How to set the source IP range

You can set the source IP range when you create a firewall rule from the Google Cloud Console or using the gcloud command-line tool.

Console

Use the Cloud Console Create A firewall rule page to create a firewall rule with a specified source IP range.

gcloud command

Use the gcloud compute firewall-rules create command to create a firewall rule with a specified source IP range.

gcloud compute firewall-rules create "tcp-rule" --allow tcp:80 \
    --source-ranges="10.0.0.0/22,10.0.0.0/14" \
    --description="Narrowing TCP traffic"

Dataproc cluster default network configuration

When you create a Dataproc cluster, you can accept the default network for the cluster.

Default network

Here's a Google Cloud Console snapshot that shows the default network selected from the Dataproc Create a cluster page.

After the cluster is created, the Google Cloud Console VM instances→Network details page shows the applicable firewall rules for the instances in the cluster.
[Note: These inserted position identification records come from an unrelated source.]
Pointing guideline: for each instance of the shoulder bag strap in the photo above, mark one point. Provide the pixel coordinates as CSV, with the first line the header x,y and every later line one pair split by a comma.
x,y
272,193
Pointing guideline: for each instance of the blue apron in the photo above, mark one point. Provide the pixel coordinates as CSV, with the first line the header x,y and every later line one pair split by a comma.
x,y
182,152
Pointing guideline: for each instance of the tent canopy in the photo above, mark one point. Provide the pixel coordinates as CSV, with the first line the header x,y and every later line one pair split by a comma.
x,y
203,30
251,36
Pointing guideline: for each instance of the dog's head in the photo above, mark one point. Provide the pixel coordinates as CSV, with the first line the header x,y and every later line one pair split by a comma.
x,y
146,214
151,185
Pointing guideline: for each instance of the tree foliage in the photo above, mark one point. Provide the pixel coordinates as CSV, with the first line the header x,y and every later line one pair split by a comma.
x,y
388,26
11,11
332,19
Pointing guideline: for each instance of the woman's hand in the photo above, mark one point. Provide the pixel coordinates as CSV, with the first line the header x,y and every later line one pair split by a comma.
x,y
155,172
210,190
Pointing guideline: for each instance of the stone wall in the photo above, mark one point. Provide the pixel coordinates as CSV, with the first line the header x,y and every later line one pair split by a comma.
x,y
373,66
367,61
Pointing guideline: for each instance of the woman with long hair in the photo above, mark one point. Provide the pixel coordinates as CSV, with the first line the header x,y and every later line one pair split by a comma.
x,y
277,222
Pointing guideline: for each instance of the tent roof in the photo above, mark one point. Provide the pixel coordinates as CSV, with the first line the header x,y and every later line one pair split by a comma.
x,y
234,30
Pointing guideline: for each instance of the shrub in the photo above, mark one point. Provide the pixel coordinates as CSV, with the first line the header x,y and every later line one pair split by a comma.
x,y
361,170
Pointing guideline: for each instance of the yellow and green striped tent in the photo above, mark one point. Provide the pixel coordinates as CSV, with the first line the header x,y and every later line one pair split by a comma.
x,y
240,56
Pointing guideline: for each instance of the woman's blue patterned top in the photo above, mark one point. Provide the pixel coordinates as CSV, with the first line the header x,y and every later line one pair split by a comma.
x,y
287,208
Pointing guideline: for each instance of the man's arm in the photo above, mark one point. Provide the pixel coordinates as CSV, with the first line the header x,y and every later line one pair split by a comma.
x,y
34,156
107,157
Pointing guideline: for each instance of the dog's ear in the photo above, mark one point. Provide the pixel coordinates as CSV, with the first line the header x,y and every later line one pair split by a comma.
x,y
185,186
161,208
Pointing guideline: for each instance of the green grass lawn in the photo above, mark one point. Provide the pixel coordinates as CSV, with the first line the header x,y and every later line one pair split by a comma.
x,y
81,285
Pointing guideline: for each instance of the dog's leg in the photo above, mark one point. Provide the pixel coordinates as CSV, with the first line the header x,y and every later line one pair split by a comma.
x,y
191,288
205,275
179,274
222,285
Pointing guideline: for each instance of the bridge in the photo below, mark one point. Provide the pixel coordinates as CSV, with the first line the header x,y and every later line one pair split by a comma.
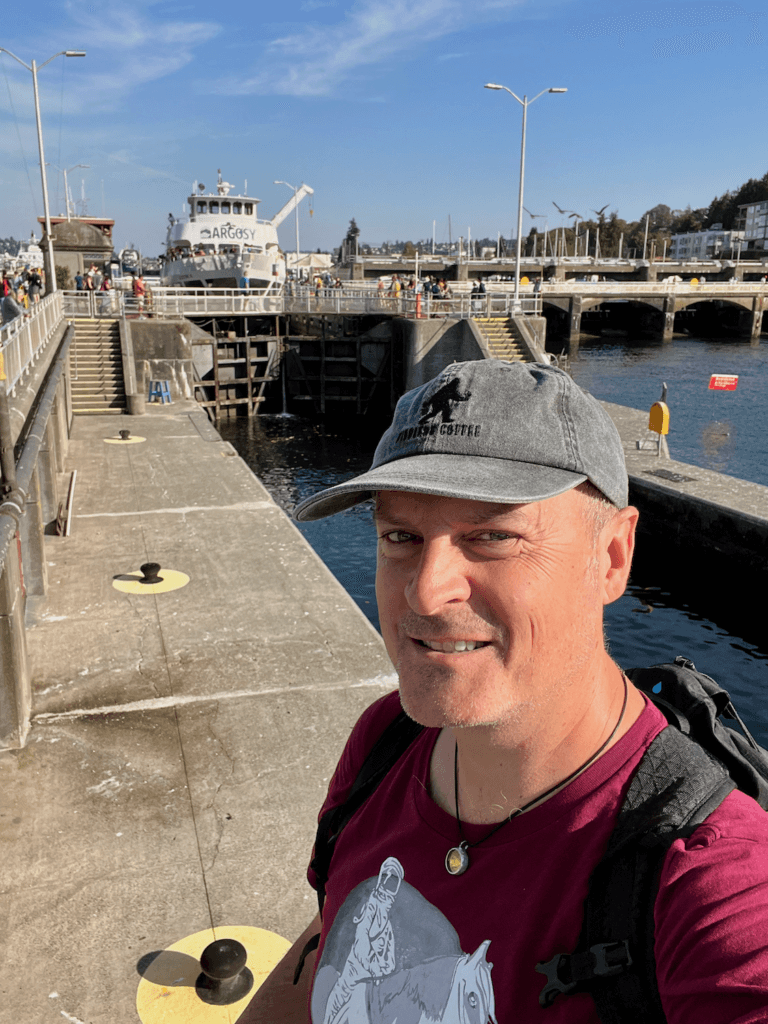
x,y
657,303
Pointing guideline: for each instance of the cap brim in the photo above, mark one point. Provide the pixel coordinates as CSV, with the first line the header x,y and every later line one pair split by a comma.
x,y
470,477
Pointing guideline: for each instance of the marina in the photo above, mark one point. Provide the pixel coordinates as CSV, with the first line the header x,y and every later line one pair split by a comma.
x,y
171,737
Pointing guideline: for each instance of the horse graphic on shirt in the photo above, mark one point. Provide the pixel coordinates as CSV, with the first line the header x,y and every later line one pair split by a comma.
x,y
371,989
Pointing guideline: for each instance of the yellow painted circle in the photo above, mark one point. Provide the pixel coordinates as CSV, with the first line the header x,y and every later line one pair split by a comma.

If you use a [default network]/vpc/docs/vpc#default-network), it includes a pre-populated default-allow-internal firewall rule that allows ingress from the 10.128.0.0/9 source range. If you delete this pre-populated firewall rule or use a VPC network other than the default network, ingress traffic is blocked by the implied deny ingress rule. In those situations, you must create an ingress allow firewall rule that permits traffic to all TCP and UDP ports of instances in the cluster. Your Network or Security Administrator can refer to the firewall rules overview for more information.

Create a VPC network

You can specify your own Virtual Private Cloud (VPC) network when you create a Dataproc cluster. To do this, you must first create a VPC network with firewall rules. Then, when you create the cluster, you associate your network with the cluster.

Creating a VPC network

You can create a VPC network from the Cloud Console or using the gcloud compute networks create command-line tool. You can create an auto mode VPC network or a custom mode VPC network (called "auto" and "custom" networks, respectively, below). An auto network is automatically configured with subnets in each Compute Engine region. Custom networks are not automatically configured with subnets; you must create one or more subnets in one or more Compute Engine regions when you create the custom network. For more information, see Types of VPC Networks.
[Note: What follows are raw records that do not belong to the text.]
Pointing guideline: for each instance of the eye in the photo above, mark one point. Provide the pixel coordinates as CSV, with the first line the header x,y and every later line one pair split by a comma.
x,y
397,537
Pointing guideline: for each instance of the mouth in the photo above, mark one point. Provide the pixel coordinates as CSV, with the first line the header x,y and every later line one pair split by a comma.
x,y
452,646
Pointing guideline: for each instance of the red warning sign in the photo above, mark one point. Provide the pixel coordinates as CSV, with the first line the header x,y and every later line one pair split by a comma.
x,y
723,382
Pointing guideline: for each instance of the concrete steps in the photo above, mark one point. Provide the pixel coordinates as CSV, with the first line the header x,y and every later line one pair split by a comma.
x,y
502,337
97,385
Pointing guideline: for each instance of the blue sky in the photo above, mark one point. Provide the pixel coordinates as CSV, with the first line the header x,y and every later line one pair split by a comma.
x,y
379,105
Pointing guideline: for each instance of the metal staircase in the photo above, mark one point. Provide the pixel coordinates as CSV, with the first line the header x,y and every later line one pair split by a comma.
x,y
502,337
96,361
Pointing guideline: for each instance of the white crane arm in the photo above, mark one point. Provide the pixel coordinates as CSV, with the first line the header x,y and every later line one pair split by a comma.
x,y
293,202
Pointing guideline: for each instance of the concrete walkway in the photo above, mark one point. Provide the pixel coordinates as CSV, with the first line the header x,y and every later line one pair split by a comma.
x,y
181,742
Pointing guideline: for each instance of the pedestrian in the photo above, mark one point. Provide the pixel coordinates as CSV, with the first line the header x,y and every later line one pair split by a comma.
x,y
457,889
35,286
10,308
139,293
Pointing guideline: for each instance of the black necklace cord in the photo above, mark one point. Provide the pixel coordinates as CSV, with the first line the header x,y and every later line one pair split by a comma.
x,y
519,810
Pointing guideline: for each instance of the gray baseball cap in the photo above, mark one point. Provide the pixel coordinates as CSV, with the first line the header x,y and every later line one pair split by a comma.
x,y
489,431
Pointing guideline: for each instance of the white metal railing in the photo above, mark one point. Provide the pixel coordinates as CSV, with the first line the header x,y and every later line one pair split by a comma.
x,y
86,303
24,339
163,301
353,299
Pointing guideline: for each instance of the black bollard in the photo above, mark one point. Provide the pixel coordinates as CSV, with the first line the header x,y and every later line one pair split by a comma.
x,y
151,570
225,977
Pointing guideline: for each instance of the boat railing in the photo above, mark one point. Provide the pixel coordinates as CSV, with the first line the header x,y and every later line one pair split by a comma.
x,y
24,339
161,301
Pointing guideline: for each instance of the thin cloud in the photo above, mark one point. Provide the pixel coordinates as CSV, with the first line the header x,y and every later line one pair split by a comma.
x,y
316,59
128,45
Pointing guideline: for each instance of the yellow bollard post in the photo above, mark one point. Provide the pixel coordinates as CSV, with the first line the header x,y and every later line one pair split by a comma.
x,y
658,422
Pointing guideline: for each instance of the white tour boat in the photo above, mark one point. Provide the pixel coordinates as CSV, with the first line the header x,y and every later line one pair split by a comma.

Let's look at the options available when you create an auto and custom network from the Cloud Console.

Auto

The Cloud Console screenshot, below, shows the Cloud Console fields that are populated for the Automatic creation of subnetworks (an auto mode VPC network). You must select one or more firewall rules. The network-name-allow-internal rule, which opens udp:0-65535;tcp:0-65535;icmp ports, should be selected to enable full internal IP networking access among VM instances in the network. You can also select the network-name-allow-ssh rule to open standard SSH port 22 to allow SSH connections to network.

Custom

If you choose Custom subnetworks when creating a network (a custom mode VPC network), you must specify the region and private IP address range for each subnetwork. To enable full internal access among VMs in the network, you can specify an IP address range of 10.0.0.0/8 (or a more restrictive range if appropriate, such as 10.128.0.0/16).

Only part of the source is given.